AKINCI’DAN ŞAŞIRTAN ADIM-ABDULLAH ÖZDOĞAN

Geçtiğimiz hafta gerçekleşen ikinci tur seçimlerinde Akıncı’nın sandıktan zaferle ayrılması, barış yanlısı herkes için yeni bir umut olmuştu.

Özellikle, daha mazbatasını almadan Ankara’dan kendisine yöneltilen saldırılara karşı sergilediği onurlu duruş sayesinde Akıncı; sağcısıyla, solcusuyla bütün Kıbrıslı Türklerin özlemini duyduğu bir temsilci olabileceğinin sinyallerini veriyordu.

Ancak, Yoannis Kasulidis’in kendisinin “Maraş” açılımına atıfta bulunarak;  Kuzey Kıbrıs’a doğrudan uçuşların gerçekleştirilmesine imkan sağlayacak karşılıklı kabul edilebilir bir formülün bulunmasının mümkün olabileceği yönünde demeç verdiği bir dönemde, Dışişleri Bakanı Özdil Nami’yi müzakereci olarak atayacağını açıklaması kafaları karıştırdı.

Basına sızan ilk bilgilere göre yeni müzakerecinin Prof.
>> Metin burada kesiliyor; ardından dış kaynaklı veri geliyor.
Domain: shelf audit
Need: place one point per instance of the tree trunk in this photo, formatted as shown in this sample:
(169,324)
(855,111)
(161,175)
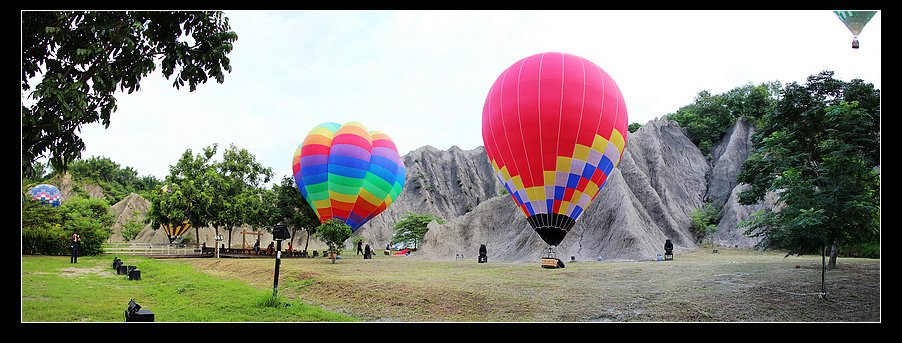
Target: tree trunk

Dr. Ahmet Sözen olması bekleniyordu.  Özdil Nami’nin bu göreve getirilmesi seçimlerde Akıncı’ya destek beyan edenler açısından şaşkınlık yaratan bir gelişme oldu diyebiliriz.

Derin görüş ayrılıkları…

Başta “Maraş” ve “Navtext” olmak üzere birçok konuda görüş ayrılıkları oldu bilinen ikilinin, görüşme masasında nasıl bir yol izleyecekleri merak konusu.

“Maraş planımız yok !”

Özdil Nami Kapalı Maraş konusunda daha önce verdiği beyanatlarda; “Türk tarafı müzakere sürecine kapsamlı bir çözüme götürülmesi şeklinde bakıyor”, “güven arttırıcı önlemler başlığı altında toprak konusu ele alınamaz” gibi uzlaşmaz ve Ankara’nın Kıbrıs konusundaki politik hattını takip eden kesin hükümlere yer vermişti.
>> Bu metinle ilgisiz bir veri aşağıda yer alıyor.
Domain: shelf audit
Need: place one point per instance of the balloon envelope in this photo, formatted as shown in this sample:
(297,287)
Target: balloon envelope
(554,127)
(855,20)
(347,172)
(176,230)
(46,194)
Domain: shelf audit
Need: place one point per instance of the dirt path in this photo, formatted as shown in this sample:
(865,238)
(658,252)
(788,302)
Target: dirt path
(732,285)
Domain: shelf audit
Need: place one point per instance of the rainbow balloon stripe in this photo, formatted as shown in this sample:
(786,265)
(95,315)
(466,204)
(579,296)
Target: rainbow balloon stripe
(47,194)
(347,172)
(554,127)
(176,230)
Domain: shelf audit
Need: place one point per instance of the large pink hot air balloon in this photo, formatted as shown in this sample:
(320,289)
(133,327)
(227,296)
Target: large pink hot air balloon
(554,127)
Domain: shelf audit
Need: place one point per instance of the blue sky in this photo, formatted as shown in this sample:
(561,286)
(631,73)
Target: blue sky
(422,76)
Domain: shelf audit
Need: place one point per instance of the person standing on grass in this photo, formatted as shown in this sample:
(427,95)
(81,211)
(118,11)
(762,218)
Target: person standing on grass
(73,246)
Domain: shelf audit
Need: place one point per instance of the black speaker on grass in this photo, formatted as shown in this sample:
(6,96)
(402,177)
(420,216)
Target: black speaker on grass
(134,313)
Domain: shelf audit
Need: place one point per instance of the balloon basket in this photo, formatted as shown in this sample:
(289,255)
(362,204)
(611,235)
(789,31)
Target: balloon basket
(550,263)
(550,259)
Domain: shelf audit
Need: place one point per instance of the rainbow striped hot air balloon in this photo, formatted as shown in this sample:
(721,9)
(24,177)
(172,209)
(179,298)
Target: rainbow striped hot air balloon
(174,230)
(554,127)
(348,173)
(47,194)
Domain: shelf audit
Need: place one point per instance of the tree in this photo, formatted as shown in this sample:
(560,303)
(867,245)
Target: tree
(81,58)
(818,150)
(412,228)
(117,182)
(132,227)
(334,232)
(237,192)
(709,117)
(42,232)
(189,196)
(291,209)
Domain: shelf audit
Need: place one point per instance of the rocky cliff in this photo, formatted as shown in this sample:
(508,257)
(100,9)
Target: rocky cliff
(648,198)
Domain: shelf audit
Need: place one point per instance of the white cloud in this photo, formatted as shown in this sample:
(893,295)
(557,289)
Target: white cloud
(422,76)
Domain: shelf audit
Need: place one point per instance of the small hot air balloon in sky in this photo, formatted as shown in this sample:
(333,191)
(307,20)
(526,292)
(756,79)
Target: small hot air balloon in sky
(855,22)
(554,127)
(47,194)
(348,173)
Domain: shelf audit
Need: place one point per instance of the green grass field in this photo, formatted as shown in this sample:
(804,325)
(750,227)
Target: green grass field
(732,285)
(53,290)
Buna karşılık Mustafa Akıncı’nın barış güçlerini arkasına almasını sağlayan en önemli etkenlerden biri; “Maraş” konusunda Ankara’nın önerilerini aşabilen bir perspektif ortaya koyabilmesiydi. Akıncı her fırsatta, “Kapalı Maraş’ın uzlaşılarak açılması ekonomiyi patlatır” gibi açıklamalarda bulunmaktan geri durmadı.

“Navtext’i biz yeniledik..”

“Navtext’i biz yeniledik” diyerek hem AKP politikalarını sahiplenen, hem de müzakere masasının bozulmasını savunur pozisyona düşen Nami’nin aksine, müzakere masasının yeniden kurulması açısından bu yenilemeyi yanlış olarak niteleyen Akıncı; “Maraş” konusundan sonra bu konuda da, Nami’den ve temsil ettiği siyasetten çok daha farklı politikalar ortaya koyabileceği izlenimi vermişti.

Şimdi akıllardaki soru: Her fırsatta AKP’nin Kıbrıs politikalarını “ortak kararlarımız” diye lanse eden bir Nami ile “kendi evimizin efendisi olmalıyız” diyen bir Akıncı bu süreci nasıl yönetecekler?

Akla yakın en masum ihtimal; ikinci tur öncesi CTP-BG’nin desteğini almak adına varılan bir mutabakat olabileceğidir.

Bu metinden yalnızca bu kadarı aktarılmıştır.